Closed ljj7975 closed 4 weeks ago
@jianzongwu @xushilin1 See this question.
Thank you for raising this important question. We appreciate the opportunity to clarify.
You are correct that GLIP and GroundingDINO are not included in OVOD (Table 1) due to fundamental differences in task formulation. GLIP and GroundingDINO focus on detecting specific objects referred to by a text query, such as "the red car" or "the largest apple," which requires understanding descriptive attributes provided at inference time. In contrast, OVOD assumes that a set of class names (both base and novel) is provided before inference, and the model searches for objects that belong to any of these predefined classes.
Regarding your point on the claim made in the Visual Grounding Tasks section (Section 3.2), we recognize that the phrase "without the given text information, such as class names" may have been misleading. What we intended to convey is that open-vocabulary object detection tasks do not require user-provided input queries in the form of descriptive text at inference time, as is common in visual grounding tasks. Instead, OVOD utilizes class names, including potential novel classes, in an implicit manner for recognition.
To clarify: visual grounding tasks provide a specific textual phrase that directly describes the object of interest, including both class and unique attributes. OVOD, on the other hand, uses class names without focusing on specific instances described by additional attributes.
Thank you for highlighting this confusion. We will revise the wording in our next draft to ensure it is clearer, particularly by removing the phrase "such as class names" and replacing "without the given text information" with "without user-provided query text" to accurately reflect the difference in input requirements.
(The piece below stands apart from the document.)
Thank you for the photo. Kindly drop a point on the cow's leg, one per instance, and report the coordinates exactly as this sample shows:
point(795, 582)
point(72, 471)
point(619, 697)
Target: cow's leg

What is the reasoning behind GLIP and GroundingDINO not being present in OVOD (Table 1)?
Is it because GLIP/GroundingDINO detects specific object referred by the text, While OVOD assumes that user provides a set of class names (base + novel) prior to inference, where model searches for the correct one out of the candidates?
I think I got even more confused as a reader because of your claim in Visual Grounding Tasks paragraphs of section 3.2. "Open vocabulary learning tasks require the model to automatically detect, segment and recognize new objects WITHOUT THE GIVEN TEXT INFORMATION, SUCH AS CLASS NAMES (?????), which is more challenging" If your answer to the question above is yes, then this claim is not correct because OVOD indirectly utilizes class names.
Can you clarify? Thanks.